Laboratorio di Poesia, a cura di Alfonso Maria Petrosino, esce l’ultimo venerdì del mese su ‘Poesia del nostro tempo’. Vengono commentati i versi degli aspiranti poeti del Laboratorio online e scelta la poesia del mese.

Nelle poesie di Raffaella Lanzetta ci sono versi così assoluti da sembrare anacronicistici: “Voglio vivere l’essenza e godrò della meraviglia del mondo, / far innamorare di me la gioia della poesia e / svelerò gli incanti di un mistero lontano”. Parole grandi e belle come meraviglia, incanto, mistero, mondo sono diamanti grezzi che richiedono di essere tagliati perché riflettano meglio la luce. Amori finiti o a metà, indistinte percezioni, ossessioni, oscuri presagi e pensieri soffocati o strozzati: i versi si adeguano a questi contenuti, qua e là mimandoli. I passaggi migliori sono alcune descrizioni più precise (Tra serrature e fessure / un grido stridente / al passaggio del vento / che non apre porte” o “I tacchi si seguono frettolosi, la carne è in tensione”) o infine un’invettiva di gelosia quasi biblica (“Possa diventare cenere, / se arderai per un’altra donna, / che sgorghi sangue, / se farai pulsare il sangue nelle vene di un’altra amante, / il tuo sesso perda il suo vigore nella gioia di un effimero piacere. / Ti ho amato nel ventre dolce di vita, / ti ho cullato nel dolore di sorte avversa. / Ricorda, / questi versi come serpi velenose rimbalzino tra le gambe di altre donne, / se con loro giacerai).

Dell’unica poesia inviata da Davide Isai Fontani ho apprezzato l’incipit che innesca una luminosa sospensione (“Quando una luce corta un poco opaca / tocca l’arco dei pini uggiosi”) e la generale atmosfera misteriosa.

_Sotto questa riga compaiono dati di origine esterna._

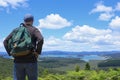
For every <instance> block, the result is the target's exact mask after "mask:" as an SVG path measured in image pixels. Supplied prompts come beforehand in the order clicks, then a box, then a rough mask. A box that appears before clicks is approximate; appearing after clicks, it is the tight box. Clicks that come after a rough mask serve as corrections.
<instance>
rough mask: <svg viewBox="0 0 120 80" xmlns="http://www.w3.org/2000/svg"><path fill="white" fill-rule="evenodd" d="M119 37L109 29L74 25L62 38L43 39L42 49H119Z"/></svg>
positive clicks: (117, 49) (74, 49)
mask: <svg viewBox="0 0 120 80" xmlns="http://www.w3.org/2000/svg"><path fill="white" fill-rule="evenodd" d="M119 46H120V37H119V34H115V33H114V32H113V31H112V30H110V29H96V28H94V27H90V26H89V25H83V26H79V25H78V26H76V27H74V28H73V29H72V30H71V31H69V32H67V33H66V34H65V35H64V36H63V38H61V39H60V38H55V37H53V36H52V37H49V38H47V39H45V43H44V46H43V50H62V51H104V50H105V51H107V50H108V51H109V50H119Z"/></svg>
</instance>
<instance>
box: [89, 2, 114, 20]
mask: <svg viewBox="0 0 120 80" xmlns="http://www.w3.org/2000/svg"><path fill="white" fill-rule="evenodd" d="M114 11H115V10H114V9H113V8H112V7H111V6H105V5H104V4H103V3H102V2H99V3H98V4H97V5H96V6H95V8H94V9H92V10H91V12H90V14H93V13H100V15H99V18H98V19H99V20H102V21H109V20H110V19H111V18H112V17H114V16H115V15H114Z"/></svg>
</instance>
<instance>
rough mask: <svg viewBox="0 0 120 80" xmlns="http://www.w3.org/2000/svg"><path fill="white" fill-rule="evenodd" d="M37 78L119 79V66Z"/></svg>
mask: <svg viewBox="0 0 120 80" xmlns="http://www.w3.org/2000/svg"><path fill="white" fill-rule="evenodd" d="M0 80H12V77H4V78H2V79H1V78H0ZM38 80H120V68H118V69H116V70H113V69H109V70H108V71H104V70H80V71H78V72H76V71H67V72H66V74H62V75H60V74H51V73H46V74H45V75H42V76H41V77H39V78H38Z"/></svg>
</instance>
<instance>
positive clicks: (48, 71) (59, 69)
mask: <svg viewBox="0 0 120 80" xmlns="http://www.w3.org/2000/svg"><path fill="white" fill-rule="evenodd" d="M102 62H103V63H104V61H89V62H85V61H82V60H79V59H77V58H76V59H73V58H41V60H40V61H39V62H38V65H39V69H38V73H39V78H38V80H120V68H119V66H117V67H115V66H114V67H110V66H108V67H107V66H106V67H107V69H103V68H101V67H99V66H98V64H99V63H100V64H102ZM108 62H110V61H108ZM113 62H114V61H113ZM12 69H13V60H12V59H6V58H2V57H0V80H13V77H12V76H13V72H12ZM26 80H27V77H26Z"/></svg>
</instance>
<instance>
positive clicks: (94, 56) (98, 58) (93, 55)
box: [81, 55, 108, 61]
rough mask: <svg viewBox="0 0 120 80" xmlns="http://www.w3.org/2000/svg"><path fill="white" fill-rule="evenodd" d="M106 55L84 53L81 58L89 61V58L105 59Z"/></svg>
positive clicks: (96, 59) (82, 59) (81, 58)
mask: <svg viewBox="0 0 120 80" xmlns="http://www.w3.org/2000/svg"><path fill="white" fill-rule="evenodd" d="M106 59H108V58H107V57H104V56H98V55H85V56H83V57H82V58H81V60H84V61H89V60H106Z"/></svg>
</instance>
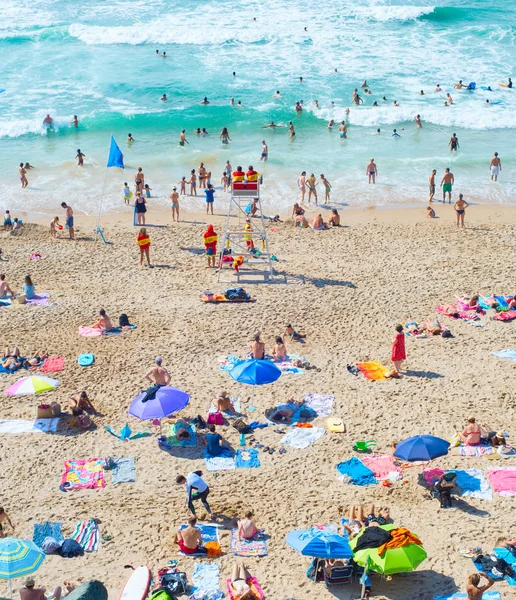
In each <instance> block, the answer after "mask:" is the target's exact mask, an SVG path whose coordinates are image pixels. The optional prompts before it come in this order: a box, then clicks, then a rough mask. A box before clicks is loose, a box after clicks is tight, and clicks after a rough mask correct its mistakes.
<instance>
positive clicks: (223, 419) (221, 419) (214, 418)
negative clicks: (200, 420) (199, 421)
mask: <svg viewBox="0 0 516 600" xmlns="http://www.w3.org/2000/svg"><path fill="white" fill-rule="evenodd" d="M208 425H224V417H223V416H222V413H210V414H209V415H208Z"/></svg>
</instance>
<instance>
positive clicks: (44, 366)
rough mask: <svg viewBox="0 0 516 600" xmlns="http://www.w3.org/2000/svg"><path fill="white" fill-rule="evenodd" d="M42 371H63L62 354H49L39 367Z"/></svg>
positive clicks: (52, 371)
mask: <svg viewBox="0 0 516 600" xmlns="http://www.w3.org/2000/svg"><path fill="white" fill-rule="evenodd" d="M41 370H42V371H43V373H57V372H58V371H64V356H49V357H48V358H46V359H45V361H44V362H43V366H42V367H41Z"/></svg>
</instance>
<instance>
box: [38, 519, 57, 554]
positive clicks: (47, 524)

La descrizione di una fiamma (“La fiamma che ha perso il tizzone / si beffa come un peccato astuto / ammicca alle mie pulsazioni”) sembra il referto di una bizzarra piromanzia. L’idea che i giorni siano anime e l’endecasillabo “saranno luce tra le luci i pini” mi sembrano potenzialmente inesauribili.

Come poesia del mese scelgo Bussare alle porte del Paradiso di Sebastian Drogo e non solo per via del titolo da premio Nobel. L’io è il problema eterno della lirica e qui viene abbordato direttamente tra tautologia e constatazione. Appunto, incipit di qualcosa di così grande che forse neppure è possibile contenere in un testo, pagina di diario esistenziale, ammiccamento a Balestra (per via, credo, delle ripetizioni e del sole guardato in faccia).

Bussare alle porte del Paradiso

Io sono io che sono io; non potrei essere qualcosa di diverso da quello
che sono; non potrei la mattina aprire gli occhi e trovarmi dinanzi qualcosa
di dissimile: un altro me non esiste, esiste solo io che sono io e non posso
in nessun modo essere qualcosa d’altro; e la mattina, quando apro gli occhi mi
accorgo di non essere che una cosa che respira e sogna; che ogni mattina
sogna e respira e si alza e guarda in faccia il sole; un essere che non
chiede altro che di essere se stesso, su di un pianeta in cui gli altri esseri
non sono lui; e la mattina e la notte e per tutta la vita non essere altro che
ciò che sono; oltre ogni altra cosa che potrebbe essere e non è; aprire gli
occhi, guardare il sole salutare tiepido il mondo e sapere di essere quella
cosa lì; e solo quella.

Alfonso Maria Petrosino ha pubblicato tre libri di poesia, Autostrada del sole in un giorno di eclisse (Omp, Pavia 2008), Parole incrociate (Tracce, Pescara 2008) e Ostello della gioventù bruciata (Miraggi, Torino 2015). La sua poesia, che descrive luoghi e situazioni in relazione a un paesaggio urbano e all’umanità che lo abita, si avvale di una metrica precisa e raffinata. La redazione di Poesia del nostro tempo ha scelto Alfonso Maria Petrosino per impersonare la figura del maestro, capace di leggere attentamente e suggerire soluzioni, anche ai neofiti della poesia, proprio per la sua capacità sia di aderire al “canone”, alla tradizione, che di frequentare i nuovi palcoscenici della poesia, dagli happening e performances al poetry slam, essendo stato campione indiscusso di queste scene per molti anni.